Kimchi Mamas power blogger, highly popular Julie Kang.
Kimchi Mamas founding member, Stefania Pomponi Butler.
There is a power blog featuring Korean culture and food. An online consortium of Korean women bloggers who raise Korean American kids voice their opinions on Kimchi Mamas. The most active Kimchi Mama among them is Julie Kang of Geisha School Dropout.
Self described as a Kimchi Mama with a valley girl accent, Ms. Kang was born in Korea and immigrated to Southern California with her family at the age of six. She emerged as a power blogger, initially blogging about the daily routine working as a database programmer while raising two kids. Frankly expressing her opinions about LA Times or New York Times articles of interest to Koreans, she has proven her popularity with her post about single moms related to a 2009 New York Times article.

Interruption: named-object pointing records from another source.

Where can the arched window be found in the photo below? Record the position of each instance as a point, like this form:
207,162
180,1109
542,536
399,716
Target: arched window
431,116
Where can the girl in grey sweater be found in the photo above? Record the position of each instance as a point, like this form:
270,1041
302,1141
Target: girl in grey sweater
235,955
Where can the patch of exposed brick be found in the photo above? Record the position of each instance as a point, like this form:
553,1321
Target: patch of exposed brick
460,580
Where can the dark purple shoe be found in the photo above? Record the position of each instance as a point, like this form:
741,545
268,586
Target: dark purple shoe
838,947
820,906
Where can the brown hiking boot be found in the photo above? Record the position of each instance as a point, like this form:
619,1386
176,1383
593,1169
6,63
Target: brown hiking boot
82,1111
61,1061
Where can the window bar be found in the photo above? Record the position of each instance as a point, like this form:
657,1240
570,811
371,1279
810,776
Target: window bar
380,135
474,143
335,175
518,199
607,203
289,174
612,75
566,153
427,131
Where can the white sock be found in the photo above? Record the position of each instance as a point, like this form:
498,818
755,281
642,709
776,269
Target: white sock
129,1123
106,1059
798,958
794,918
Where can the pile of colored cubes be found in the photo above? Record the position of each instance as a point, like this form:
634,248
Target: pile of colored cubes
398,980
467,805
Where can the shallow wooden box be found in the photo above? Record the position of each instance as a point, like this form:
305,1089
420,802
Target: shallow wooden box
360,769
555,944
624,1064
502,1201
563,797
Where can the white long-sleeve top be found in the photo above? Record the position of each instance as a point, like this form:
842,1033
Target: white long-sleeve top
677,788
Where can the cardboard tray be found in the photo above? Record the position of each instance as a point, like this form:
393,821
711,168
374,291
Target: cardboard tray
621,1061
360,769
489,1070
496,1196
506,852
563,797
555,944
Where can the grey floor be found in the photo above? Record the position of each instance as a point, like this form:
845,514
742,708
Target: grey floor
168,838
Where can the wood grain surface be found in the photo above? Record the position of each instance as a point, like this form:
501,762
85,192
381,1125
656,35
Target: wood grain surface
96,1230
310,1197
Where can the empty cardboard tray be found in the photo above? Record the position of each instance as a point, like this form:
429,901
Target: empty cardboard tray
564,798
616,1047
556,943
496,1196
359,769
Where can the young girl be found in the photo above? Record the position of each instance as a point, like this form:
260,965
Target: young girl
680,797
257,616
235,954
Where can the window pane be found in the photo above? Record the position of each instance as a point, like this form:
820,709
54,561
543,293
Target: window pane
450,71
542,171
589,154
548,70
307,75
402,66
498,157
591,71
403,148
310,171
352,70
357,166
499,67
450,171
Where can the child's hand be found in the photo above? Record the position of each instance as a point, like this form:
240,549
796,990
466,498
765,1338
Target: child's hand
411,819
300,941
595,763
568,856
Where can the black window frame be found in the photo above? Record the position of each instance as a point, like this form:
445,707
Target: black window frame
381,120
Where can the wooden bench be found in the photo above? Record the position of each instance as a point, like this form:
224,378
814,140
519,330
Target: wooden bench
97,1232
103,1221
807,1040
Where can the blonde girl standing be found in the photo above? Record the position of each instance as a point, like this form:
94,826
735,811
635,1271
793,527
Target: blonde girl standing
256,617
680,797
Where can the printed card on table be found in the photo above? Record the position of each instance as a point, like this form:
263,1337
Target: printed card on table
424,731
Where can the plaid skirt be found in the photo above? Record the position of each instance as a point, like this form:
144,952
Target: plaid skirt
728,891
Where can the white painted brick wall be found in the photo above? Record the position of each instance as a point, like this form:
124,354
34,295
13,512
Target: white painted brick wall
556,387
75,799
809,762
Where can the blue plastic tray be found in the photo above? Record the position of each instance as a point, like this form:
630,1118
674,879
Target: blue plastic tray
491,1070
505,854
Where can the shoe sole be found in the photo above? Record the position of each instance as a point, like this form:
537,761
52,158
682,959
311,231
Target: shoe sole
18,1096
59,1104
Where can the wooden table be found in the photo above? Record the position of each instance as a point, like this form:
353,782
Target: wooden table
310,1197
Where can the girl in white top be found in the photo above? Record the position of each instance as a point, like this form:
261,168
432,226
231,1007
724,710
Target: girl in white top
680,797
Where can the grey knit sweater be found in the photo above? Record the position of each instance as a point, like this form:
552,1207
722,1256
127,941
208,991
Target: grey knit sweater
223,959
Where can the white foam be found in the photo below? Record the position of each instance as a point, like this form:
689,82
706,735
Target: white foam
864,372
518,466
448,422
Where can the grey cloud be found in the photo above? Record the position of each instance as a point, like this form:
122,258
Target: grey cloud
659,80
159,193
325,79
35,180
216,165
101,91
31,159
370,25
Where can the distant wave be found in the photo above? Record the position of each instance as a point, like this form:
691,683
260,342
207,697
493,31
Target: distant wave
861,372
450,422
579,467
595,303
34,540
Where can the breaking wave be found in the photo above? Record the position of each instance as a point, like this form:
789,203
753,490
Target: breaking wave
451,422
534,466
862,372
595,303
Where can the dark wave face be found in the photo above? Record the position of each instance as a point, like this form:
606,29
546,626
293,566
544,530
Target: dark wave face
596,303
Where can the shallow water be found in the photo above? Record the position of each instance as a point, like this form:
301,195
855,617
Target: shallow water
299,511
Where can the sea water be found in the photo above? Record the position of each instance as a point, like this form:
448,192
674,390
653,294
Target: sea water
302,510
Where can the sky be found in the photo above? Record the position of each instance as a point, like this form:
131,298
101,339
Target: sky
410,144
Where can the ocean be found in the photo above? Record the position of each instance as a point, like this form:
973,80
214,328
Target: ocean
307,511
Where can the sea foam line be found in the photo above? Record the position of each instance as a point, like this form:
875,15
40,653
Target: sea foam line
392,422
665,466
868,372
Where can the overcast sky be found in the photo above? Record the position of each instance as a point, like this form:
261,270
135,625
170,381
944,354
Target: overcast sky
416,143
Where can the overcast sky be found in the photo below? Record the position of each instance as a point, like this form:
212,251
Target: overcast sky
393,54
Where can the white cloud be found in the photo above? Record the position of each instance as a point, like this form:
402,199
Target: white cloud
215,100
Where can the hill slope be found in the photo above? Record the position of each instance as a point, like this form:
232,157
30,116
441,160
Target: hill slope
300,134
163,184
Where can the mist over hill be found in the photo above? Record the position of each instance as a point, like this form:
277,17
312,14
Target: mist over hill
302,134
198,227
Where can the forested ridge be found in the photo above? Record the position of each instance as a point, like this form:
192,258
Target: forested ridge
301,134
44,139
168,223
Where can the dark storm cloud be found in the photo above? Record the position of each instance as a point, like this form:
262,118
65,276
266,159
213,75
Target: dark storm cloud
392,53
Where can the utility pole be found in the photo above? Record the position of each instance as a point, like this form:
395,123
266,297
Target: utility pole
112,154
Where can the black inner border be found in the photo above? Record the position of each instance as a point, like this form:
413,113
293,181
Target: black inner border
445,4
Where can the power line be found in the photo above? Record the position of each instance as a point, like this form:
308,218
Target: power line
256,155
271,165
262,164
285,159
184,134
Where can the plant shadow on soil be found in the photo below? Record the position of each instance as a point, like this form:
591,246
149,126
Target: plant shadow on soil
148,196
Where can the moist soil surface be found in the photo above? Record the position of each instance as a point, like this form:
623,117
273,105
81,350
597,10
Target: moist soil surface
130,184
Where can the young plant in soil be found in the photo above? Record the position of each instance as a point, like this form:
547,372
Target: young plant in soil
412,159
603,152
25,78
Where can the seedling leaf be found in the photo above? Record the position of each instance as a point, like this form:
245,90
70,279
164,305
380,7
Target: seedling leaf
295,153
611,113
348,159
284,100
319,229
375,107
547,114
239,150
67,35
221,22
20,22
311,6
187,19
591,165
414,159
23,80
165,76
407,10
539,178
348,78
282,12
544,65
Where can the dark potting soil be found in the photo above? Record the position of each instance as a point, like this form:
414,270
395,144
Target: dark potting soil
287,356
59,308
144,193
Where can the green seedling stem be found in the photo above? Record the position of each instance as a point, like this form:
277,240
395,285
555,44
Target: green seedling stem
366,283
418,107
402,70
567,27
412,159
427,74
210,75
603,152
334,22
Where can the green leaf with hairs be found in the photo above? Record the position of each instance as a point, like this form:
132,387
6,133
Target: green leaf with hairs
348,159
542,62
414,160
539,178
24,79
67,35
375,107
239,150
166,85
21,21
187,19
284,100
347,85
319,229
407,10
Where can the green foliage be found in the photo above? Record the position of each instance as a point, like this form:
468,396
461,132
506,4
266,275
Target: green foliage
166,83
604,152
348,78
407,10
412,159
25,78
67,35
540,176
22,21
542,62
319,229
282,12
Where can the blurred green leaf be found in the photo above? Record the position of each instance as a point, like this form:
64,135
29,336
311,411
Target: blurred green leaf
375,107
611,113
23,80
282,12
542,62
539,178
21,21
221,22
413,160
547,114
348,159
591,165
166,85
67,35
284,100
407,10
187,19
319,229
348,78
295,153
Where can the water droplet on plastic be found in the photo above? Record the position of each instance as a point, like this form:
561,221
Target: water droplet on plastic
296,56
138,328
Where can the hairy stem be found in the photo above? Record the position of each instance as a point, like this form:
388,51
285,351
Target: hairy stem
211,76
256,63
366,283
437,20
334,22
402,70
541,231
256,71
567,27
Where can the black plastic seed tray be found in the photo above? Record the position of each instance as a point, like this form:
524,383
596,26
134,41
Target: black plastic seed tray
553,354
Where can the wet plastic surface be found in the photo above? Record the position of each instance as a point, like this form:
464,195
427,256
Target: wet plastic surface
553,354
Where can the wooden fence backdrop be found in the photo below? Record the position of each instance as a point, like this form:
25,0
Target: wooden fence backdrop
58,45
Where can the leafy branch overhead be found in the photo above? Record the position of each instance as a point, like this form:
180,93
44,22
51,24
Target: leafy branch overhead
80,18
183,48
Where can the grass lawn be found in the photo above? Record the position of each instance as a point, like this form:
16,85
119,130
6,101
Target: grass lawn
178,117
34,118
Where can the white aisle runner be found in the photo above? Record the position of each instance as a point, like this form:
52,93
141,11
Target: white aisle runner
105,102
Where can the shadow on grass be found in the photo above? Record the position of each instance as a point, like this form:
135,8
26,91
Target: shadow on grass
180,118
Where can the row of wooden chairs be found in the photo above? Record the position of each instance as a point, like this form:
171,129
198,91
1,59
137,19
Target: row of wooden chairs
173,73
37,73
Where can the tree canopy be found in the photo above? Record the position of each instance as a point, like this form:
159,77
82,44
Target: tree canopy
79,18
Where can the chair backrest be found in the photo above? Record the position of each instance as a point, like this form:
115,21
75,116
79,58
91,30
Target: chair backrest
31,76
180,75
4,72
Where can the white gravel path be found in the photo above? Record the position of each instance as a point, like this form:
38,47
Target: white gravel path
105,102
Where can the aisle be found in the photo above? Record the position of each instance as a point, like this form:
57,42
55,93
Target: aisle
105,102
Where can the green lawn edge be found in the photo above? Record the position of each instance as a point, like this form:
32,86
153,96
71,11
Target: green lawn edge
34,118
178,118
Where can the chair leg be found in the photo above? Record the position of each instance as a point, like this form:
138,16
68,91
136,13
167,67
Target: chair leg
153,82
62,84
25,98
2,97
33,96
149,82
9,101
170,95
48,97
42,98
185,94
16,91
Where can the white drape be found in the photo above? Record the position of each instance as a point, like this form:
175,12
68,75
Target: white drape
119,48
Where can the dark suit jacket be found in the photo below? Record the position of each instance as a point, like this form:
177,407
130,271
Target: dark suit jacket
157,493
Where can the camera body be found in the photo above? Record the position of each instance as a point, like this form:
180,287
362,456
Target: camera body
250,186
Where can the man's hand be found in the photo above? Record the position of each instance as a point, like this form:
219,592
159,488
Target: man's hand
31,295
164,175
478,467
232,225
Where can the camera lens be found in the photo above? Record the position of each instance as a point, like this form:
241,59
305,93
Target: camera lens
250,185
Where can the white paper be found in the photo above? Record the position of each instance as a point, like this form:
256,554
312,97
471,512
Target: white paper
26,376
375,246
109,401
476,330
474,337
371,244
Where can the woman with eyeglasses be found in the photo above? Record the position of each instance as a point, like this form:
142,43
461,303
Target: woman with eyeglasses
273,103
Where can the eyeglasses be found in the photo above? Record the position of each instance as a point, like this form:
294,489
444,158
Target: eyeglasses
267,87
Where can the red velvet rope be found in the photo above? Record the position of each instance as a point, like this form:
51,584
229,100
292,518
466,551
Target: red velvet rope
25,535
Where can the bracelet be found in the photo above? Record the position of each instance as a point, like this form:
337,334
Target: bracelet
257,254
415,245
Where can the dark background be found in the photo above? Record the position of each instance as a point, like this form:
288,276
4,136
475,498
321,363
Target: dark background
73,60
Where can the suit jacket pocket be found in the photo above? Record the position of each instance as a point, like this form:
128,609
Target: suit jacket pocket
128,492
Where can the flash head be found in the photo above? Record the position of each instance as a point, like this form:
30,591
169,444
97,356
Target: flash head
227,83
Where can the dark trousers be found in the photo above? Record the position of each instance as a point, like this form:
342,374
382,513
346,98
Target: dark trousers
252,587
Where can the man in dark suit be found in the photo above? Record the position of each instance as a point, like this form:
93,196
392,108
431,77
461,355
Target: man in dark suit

Ms. Kang's posts get dozens of comments regularly. It became an online place to discuss current events and people in the news. Additionally, the recent connection to Facebook has revived Kimchi Mams, which had a period of low activity for a little while.
Kimchi Mamas was named as a top 50 mommy blog by Babble, a parenting magazine. Kimchi Mamas was created in 2006 by six popular bloggers living in diverse locations in America including Nina Moon in LA, Eliaday in Boston, Linda in Seattle, and Stefania Pomponi Butler in Silicon Valley, famous for her blog "Citymama," as a place to talk about different parenting styles and share their local experiences with each other.
As time passed and as bloggers who had their own individual blogs linked to and volunteered to contribute to Kimchi Mamas, Korean ajummas scattered all over America, Korea, and even all over the world have started to gather.